1916: Chicago’s first conviction of a white man for murdering a Chinese

The Midwest saw much less anti-Chinese violence than the West in the 19th and early 20th centuries, even though cities like Chicago were violent places.  Their homicide rates were as high as those of any city west of the Rockies.  It was just that both whites and blacks murdered members of their own communities more often than they murdered Asians.  In proportion to their numbers during the period 1870-1930, Chinese in Chicago were murdered about as often as whites and less often than blacks.

Most of the murderers of Chinese were neither white nor black.  In Chicago between 1900 and 1930, 33 such murders took place where the killers were identified. In 4 cases, the killers were white and in another 4, they were black.  In the other 25 cases, those who killed Chinese were themselves Chinese.

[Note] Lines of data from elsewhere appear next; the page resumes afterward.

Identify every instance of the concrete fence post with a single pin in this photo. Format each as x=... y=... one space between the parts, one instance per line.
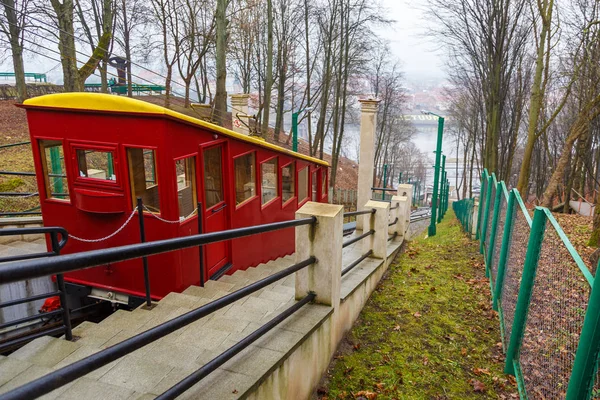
x=239 y=105
x=322 y=240
x=366 y=166
x=379 y=223
x=401 y=225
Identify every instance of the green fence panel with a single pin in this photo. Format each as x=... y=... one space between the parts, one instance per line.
x=497 y=230
x=482 y=195
x=532 y=256
x=485 y=210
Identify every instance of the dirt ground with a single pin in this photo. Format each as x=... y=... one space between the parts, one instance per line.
x=427 y=331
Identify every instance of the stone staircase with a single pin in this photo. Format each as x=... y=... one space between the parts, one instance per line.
x=151 y=370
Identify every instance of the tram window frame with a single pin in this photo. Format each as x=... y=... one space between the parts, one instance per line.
x=155 y=184
x=306 y=188
x=292 y=175
x=275 y=162
x=76 y=148
x=189 y=164
x=323 y=182
x=254 y=179
x=46 y=144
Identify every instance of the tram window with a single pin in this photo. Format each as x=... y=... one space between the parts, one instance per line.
x=213 y=176
x=53 y=165
x=143 y=179
x=314 y=186
x=302 y=184
x=268 y=179
x=186 y=186
x=96 y=164
x=245 y=178
x=287 y=182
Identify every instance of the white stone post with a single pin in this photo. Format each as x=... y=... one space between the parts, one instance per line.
x=239 y=105
x=366 y=166
x=322 y=240
x=401 y=225
x=379 y=223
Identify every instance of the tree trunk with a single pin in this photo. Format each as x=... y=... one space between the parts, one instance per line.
x=535 y=101
x=269 y=71
x=14 y=36
x=220 y=108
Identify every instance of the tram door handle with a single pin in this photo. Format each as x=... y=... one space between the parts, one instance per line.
x=219 y=209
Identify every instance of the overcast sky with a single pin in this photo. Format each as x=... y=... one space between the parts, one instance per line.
x=408 y=40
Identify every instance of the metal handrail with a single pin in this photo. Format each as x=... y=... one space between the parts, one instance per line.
x=222 y=358
x=78 y=261
x=51 y=230
x=355 y=263
x=356 y=239
x=69 y=373
x=363 y=212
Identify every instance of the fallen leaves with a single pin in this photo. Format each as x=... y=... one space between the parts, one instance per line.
x=478 y=386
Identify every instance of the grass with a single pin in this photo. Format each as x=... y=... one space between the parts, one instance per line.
x=428 y=330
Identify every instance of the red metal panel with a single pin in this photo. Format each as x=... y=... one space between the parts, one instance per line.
x=86 y=216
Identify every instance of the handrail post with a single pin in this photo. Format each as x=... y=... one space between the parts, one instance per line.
x=532 y=256
x=400 y=227
x=377 y=221
x=60 y=282
x=322 y=240
x=201 y=247
x=140 y=207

Thus the murder rate of Chinese was both intra-ethnic and not particularly high by local standards.  However, Chicago shared an ugly fact with the western states.  The European-American criminal justice system  was very slow to prosecute whites for killing Chinese.  In California, it is said that not a single conviction was obtained in the several hundred cases of white murders of Chinese that occurred in the 19th century.  In Chicago, there were four such killings before 1900.  None resulted in the conviction of the apparent murderer.

The first non-Chinese to be convicted of murdering a Chinese individual was African-American.  On November 12, 1910, Leroy Howard, described as “colored,” received a life sentence in Joliet Prison for the fatal stabbing of Little Wong at 2557 S. State St.

The first European-American to be so convicted was a 17 year-old named Earl Simpson, who in 1916 robbed and murdered one Lee Bow at 3037 S. Dearborn St.   In October 28 of the same year, Simpson too was sentenced to life in Joliet.

The most notorious white-on-Chinese murder, always excepting the stabbing of Charles Sing by Alice Davis Sing in 1913, was the beating death in 1927 of Frank Moy (not the same Frank Moy who was the unofficial mayor of Chinatown) in front of Guey Sam Restaurant at 2203 S. Wentworth. The perpetrators were two Italians, Savaria Cortes and Pasquale Lumetta.  Both were convicted and sentenced respectively to thirty-five years and life in Joliet.  The motive was stated to be robbery.  However, Guey Sam, at the corner of Wentworth and 22nd Street, was not only a very public place for a robbery but also a known hangout of Al Capone’s gang.   Moy’s killers, as Italian-Americans, must have known this.  They either were very foolhardy indeed or they were acting on orders, perhaps from either Capone or one of his enemies.